Как видно, дракон умел слышать и настроения, потому что вдруг вылез из воды, встряхнулся и потянулся, как огромная кошка. Свившись в огромное кольцо вокруг костра, он лег на песок и сказал ворчливо:
— Ложись-ка поспи. До открытия лавок на базаре еще далеко. Спи, а я посторожу тебя. Завтра нам многое еще нужно сделать, прежде чем отправляться через всю Камбую к Вендийскому морю.
Нинбо оказался вполне сносным городом, не слишком большим, но оживленным и веселым. В гавани его межстовесельных торговых судов сновали сотни вертких джонок, маленьких лодочек с косыми желтыми или оранжевыми парусами, шумный торг шел прямо у причалов.
Здесь сходились караванные пути и моря, и суши, а потому большую часть города занимал базар. Он начинался сразу у порта, а кончался чуть ли не у самых городских ворот, отмечающих три большие дороги: южную, в Камбую, северную, к столице Кхитая, и западную — вглубь полуострова, через Камбую и Уттару, к Вендийскому морю. Центр базара отмечала большая площадь, где за невысокими стенами из фарфоровых кирпичей, крытыми красной деревянной галереей, возвышался дом, а вернее — дворец градоправителя.
От площади, расходясь лучами, шли бесконечные торговые ряды: один только шелковый ряд тянулся на два полета стрелы, немногим уступал ему ювелирный, оружейный, фарфоровый, обувной и другие ряды, что же до скотного двора и конской площади, то на них искусный зодчий мог бы возвести по небольшому дворцу.

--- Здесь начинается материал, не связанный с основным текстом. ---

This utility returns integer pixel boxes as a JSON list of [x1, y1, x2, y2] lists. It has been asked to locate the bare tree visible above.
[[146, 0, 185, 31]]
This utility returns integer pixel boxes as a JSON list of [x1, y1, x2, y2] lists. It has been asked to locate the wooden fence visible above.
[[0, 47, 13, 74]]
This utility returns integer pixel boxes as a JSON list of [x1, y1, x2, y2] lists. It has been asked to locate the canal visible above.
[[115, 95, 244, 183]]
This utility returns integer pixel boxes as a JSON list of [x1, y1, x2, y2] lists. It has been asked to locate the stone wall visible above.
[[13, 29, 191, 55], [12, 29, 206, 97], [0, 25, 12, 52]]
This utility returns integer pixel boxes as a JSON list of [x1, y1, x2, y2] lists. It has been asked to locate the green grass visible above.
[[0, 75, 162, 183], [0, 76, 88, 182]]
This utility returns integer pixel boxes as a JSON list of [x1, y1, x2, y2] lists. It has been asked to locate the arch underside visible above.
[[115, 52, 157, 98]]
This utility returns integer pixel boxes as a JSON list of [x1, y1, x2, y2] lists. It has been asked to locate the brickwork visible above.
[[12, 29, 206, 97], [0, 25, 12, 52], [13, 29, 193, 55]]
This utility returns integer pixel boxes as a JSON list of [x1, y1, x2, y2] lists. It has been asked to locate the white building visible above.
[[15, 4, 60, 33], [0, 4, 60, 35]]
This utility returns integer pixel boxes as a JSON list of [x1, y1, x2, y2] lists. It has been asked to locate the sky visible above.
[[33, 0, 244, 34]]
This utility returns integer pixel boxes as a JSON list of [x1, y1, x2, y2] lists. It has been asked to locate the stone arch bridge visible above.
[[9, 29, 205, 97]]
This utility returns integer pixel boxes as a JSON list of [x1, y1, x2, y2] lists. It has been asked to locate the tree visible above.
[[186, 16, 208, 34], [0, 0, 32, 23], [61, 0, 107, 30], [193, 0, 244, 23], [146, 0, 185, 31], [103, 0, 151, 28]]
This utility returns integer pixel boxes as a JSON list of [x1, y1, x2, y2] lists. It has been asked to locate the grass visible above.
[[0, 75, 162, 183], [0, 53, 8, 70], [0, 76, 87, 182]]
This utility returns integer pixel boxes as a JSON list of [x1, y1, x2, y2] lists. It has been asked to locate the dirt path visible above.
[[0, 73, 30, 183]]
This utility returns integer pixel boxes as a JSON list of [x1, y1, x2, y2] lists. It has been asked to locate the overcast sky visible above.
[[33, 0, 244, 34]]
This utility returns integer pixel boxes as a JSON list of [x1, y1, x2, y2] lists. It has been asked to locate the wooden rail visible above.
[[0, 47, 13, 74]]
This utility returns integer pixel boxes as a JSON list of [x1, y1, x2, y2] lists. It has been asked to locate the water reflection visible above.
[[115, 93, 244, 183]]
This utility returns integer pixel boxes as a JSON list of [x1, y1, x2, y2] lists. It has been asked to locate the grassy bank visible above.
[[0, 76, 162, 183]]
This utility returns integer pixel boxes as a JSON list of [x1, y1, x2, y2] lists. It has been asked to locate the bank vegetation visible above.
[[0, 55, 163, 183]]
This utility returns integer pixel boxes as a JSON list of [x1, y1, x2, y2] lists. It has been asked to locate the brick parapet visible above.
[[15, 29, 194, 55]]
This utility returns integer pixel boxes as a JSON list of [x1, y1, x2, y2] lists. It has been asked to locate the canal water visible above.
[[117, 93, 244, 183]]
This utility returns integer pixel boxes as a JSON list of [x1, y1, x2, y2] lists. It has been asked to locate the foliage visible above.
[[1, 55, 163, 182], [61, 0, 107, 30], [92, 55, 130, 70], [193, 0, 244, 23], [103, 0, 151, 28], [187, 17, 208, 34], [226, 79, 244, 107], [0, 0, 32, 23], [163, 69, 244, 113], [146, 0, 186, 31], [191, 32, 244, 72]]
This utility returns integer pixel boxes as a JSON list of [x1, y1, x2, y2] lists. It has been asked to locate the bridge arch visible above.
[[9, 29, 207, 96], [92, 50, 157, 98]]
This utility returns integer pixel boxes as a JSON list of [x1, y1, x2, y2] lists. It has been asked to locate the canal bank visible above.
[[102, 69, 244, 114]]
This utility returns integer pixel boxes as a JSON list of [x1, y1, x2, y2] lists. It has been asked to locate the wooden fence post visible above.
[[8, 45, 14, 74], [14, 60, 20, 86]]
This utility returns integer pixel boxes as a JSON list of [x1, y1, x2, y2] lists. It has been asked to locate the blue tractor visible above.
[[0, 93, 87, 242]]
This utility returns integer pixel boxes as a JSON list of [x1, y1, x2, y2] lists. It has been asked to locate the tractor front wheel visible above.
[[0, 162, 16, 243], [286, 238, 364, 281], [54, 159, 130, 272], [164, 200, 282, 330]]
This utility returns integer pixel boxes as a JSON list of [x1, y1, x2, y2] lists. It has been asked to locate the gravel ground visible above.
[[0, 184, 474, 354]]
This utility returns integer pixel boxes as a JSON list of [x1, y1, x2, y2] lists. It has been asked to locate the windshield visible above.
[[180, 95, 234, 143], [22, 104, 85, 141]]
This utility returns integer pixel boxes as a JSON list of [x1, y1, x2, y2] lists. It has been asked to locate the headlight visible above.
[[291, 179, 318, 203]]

На всем этом пространстве клубилась, кипела и теснилась многоголосая и разноязыкая толпа. Конану и его спутнику то и дело приходилось протискиваться боком.

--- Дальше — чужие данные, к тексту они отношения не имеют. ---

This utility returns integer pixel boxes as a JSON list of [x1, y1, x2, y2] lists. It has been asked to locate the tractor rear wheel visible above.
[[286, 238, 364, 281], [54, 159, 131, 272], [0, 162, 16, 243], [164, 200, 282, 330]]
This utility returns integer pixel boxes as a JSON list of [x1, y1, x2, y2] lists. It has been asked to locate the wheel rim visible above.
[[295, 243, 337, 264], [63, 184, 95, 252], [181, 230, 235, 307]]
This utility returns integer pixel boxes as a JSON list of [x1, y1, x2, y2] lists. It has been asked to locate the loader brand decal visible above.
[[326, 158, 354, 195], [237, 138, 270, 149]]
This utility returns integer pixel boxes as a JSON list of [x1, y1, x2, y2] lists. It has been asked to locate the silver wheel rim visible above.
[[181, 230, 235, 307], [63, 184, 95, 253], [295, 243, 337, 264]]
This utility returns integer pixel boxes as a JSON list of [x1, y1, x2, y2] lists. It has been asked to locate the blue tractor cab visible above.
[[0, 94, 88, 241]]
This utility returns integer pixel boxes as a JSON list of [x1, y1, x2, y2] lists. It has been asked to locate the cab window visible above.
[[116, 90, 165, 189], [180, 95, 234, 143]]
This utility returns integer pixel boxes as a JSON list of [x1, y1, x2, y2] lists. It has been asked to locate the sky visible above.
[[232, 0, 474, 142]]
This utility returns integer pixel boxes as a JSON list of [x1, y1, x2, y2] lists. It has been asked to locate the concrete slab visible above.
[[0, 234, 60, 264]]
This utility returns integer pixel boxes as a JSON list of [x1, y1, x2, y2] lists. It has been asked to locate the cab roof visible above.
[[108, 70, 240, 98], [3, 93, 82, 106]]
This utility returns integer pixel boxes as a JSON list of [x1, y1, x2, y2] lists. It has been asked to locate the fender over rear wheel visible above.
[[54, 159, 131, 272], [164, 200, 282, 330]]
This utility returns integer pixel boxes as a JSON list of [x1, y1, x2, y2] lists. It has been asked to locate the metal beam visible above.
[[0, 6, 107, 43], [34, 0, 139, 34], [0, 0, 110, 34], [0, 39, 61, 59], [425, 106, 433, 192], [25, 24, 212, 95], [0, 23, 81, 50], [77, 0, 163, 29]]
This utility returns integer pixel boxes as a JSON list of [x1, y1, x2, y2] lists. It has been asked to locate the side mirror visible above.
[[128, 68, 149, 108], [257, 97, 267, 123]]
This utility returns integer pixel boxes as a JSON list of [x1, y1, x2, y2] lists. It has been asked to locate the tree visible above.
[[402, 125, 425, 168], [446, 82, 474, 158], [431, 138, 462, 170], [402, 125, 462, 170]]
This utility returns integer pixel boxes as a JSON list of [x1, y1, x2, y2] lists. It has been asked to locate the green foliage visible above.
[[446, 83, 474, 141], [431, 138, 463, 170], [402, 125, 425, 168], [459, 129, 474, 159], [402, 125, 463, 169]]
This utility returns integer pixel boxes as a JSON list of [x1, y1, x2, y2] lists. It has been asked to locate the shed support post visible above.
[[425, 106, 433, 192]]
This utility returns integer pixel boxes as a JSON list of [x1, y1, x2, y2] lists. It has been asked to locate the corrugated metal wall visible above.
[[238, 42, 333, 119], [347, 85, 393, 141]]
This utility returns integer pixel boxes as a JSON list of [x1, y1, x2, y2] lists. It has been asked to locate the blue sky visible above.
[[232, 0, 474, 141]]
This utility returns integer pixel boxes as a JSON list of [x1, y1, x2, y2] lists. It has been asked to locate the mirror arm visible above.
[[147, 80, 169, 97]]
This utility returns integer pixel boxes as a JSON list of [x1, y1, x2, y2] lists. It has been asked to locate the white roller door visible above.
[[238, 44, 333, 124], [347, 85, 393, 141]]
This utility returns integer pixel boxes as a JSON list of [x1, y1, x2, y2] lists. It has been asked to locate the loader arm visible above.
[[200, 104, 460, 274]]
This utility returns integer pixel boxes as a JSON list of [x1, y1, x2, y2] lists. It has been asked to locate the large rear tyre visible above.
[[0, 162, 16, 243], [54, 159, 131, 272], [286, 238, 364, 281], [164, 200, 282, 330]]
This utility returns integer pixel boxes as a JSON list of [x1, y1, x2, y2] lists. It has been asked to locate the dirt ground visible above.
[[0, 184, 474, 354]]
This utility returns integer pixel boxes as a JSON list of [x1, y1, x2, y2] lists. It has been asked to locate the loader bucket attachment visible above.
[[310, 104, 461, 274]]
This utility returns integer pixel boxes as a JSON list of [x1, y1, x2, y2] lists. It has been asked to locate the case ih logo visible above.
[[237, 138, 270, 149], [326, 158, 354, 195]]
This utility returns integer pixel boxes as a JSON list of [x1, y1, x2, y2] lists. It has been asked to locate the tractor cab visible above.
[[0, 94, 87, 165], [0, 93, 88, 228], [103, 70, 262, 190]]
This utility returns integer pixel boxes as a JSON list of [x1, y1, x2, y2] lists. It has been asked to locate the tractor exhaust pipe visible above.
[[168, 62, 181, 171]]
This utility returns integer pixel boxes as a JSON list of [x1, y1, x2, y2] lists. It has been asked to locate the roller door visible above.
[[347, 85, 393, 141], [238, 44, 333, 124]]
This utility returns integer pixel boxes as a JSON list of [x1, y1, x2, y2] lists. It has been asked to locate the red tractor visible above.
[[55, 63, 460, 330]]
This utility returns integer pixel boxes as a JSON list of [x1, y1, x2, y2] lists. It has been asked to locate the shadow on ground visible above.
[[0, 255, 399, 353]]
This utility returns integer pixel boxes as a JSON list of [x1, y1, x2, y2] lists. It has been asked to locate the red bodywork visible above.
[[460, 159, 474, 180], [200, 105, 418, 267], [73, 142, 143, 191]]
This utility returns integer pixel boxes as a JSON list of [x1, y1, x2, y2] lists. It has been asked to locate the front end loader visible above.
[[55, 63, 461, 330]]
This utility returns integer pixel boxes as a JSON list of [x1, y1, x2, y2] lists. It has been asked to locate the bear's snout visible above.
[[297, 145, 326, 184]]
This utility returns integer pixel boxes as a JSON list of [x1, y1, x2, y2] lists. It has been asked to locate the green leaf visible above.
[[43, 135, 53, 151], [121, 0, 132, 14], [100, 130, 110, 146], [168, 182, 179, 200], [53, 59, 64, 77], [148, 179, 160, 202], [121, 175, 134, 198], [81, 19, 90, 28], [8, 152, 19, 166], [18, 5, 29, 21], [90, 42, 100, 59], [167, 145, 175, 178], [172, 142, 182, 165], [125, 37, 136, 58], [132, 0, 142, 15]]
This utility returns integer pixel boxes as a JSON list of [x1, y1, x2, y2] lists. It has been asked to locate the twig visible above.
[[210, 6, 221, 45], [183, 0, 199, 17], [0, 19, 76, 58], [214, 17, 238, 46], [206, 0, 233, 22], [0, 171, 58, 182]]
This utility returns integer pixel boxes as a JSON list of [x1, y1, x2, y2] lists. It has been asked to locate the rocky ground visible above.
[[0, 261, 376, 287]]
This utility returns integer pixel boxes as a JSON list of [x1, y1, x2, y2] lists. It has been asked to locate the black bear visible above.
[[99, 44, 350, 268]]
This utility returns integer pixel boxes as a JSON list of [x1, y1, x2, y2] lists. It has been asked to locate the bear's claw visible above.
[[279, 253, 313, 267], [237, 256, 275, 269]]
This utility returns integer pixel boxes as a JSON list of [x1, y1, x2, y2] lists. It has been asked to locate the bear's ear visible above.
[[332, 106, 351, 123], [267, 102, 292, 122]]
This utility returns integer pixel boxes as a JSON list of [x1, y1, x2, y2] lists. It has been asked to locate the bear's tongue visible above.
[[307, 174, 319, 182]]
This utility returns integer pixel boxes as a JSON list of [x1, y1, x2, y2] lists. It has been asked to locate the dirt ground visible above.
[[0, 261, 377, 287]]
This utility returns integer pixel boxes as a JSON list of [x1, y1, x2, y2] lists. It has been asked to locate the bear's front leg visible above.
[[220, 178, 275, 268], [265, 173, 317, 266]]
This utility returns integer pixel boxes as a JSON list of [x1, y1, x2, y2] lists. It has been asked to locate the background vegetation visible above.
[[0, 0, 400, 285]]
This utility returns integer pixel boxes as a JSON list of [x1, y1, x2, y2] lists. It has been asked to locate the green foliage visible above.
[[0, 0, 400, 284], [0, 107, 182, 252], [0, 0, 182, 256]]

«Нин-бо-дао» по-кхитайски означало «перекресток», и город полностью соответствовал своему наименованию. На его базаре можно было встретить вендийца с пряностями или массивными украшениями из золота и драгоценных камней такой величины и чистоты, что блеск их был виден за два квартала; были здесь и туранцы с коврами, радующими взор сложным и искусным рисунком, с драгоценными шалями и полосатыми тканями, не льняными и не шелковыми, но столь тонкими, что весь кусок можно было продернуть в золотое кольцо.
Иранистанцы привозили сюда лошадей: тонконогих, нервно вздрагивающих и прядающих ушами жеребцов с злобным взглядом и еще более злобным норовом, и изящных, серых в яблоко кобыл, грациозно склоняющих длинные шеи. Но более всего, конечно, было здесь торговцев из Кхитая и Камбуи, а Жемчужный Сад, как гордо именовались восемь лавок, стоящие особняком в Ювелирном ряду, считался по праву достопримечательностью всего побережья. Сюда свозились не только жемчуг и кораллы с Отмелей, но и прочие диковинки моря, вроде засушенной рыбы-ежа или Слез Земли, как называли здесь янтарь, редкий в этих краях и потому ценившийся не менее жемчуга.
Многоопытный посетитель базаров и торговых рядов, Конан с восхищением и любопытством пробирался среди палаток, лавок, а то и просто плетеных циновок с разложенным на них добром. Дракон, сохраняя на лице замкнутое и высокомерное выражение, следовал за ним.
Киммериец начал со штанов и сапог, и то, и другое купив у туранцев, ибо за все свои странствия, пожалуй, только в Зингаре покупал сапоги лучше самаррских. Здесь в таких, на невысоком каблуке, с чуть загнутым носком, с мягким, обтягивающим ногу голенищем, красовалась вся городская стража. За сапогами и штанами последовала рубаха и кожаная куртка с проклепанными медными бляхами плечами — самая большая, какая нашлась у изумленного торговца.